Here's Rabbit battling Papa Doc in 8 Mile.  It's a preemptive strike, which inspired this blog. Please watch and then read below.

So here’s the thing: Jay Schalin has submitted a public records request for my email so that he might do the very thing that John Hardin criticizes: “cherry pick” from my correspondence to tell a “pre-meditated” story about me and my colleagues who have chosen to speak out against our institution’s acceptance of Koch money.  As Hardin notes, When this [a freedom of information request] happens on a college campus, a professor or administrator’s private correspondence can be weaponized against them and the school.” In this case, my correspondence will not be weaponized against WCU, I don’t think (as the Koch Foundation doesn’t want to alienate the school), but it will certainly be used against me to serve whatever ends Schalin, the Pope Center, and the Charles Koch Foundation deem appropriate.  Feel free to see what he says about English professors in his aforementioned article about the demise of my profession: it is, in his estimation, because we’ve stopped teaching the great works, are all democrats, and are engaging in cultural studies explorations that he finds utterly ridiculous. 



The players: Laura Wright

And here I am, a really excellent target: a postcolonialist ecofeminist, whose latest book is about veganism.  I am the antithesis of everything that Schalin, the Pope Center, and the Charles Koch Foundation want to see in an educator.  I’m also, apparently, scary.

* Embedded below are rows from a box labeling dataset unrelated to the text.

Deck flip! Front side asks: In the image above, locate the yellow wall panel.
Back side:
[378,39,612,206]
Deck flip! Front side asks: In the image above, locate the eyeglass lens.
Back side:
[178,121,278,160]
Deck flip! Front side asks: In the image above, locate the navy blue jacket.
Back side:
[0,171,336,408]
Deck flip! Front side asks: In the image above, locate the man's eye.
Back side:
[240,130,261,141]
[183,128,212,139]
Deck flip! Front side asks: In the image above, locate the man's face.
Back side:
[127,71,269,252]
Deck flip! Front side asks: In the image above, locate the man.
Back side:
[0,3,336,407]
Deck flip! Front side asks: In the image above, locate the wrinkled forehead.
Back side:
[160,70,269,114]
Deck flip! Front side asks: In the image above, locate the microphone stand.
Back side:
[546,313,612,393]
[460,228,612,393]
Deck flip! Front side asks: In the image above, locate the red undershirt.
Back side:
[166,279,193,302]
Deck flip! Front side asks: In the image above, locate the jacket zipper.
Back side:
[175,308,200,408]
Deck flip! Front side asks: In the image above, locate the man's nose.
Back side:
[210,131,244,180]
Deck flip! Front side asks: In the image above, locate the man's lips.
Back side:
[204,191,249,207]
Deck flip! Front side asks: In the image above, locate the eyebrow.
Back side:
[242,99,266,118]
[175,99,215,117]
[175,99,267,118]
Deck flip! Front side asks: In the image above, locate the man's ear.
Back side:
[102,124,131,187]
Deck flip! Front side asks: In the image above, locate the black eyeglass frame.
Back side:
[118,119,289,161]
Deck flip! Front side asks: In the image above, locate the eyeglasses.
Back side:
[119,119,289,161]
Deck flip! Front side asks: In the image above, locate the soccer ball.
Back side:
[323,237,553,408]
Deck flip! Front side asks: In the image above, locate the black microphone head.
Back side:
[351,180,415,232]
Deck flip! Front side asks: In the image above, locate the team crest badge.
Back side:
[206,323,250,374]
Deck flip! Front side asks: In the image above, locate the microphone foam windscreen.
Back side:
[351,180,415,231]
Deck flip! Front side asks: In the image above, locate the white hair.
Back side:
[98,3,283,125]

As always, please buy my book.

So without further ado and after consulting with legal counsel, I present all of my email that was submitted to the Pope Center after its request was made to interim Dean Kloeppel.  There are over 100 pages here, most of which is just me forwarding various news stories to people.  Some of it might be interesting, but the majority of it won’t be.  Choice bits include my comments after the forum, the text of a blog post on the NC lapel pins that McCrory sent state employees, and various other anti-center commentaries by my colleagues (mostly leftwards leaning English types).  Legal counsel redacted anything in my emails that contained personal information, and I have redacted the names and emails of my colleagues with several exceptions: David McCord, Chair of the Faculty (whose emails are also the subject of this request) has given me permission to keep his name on his correspondence.  I have likewise left Interim Dean Kloepple’s name public, as he’s done nothing more than collect feedback and let us know that the Koch Foundation requested that data.  Members of the WCU’s Legal Counsel Office, the Chancellor, the Provost and members of their offices remain named, as do the various reporters with whom I’ve corresponded.  

The material covered in this blog is provided merely for context.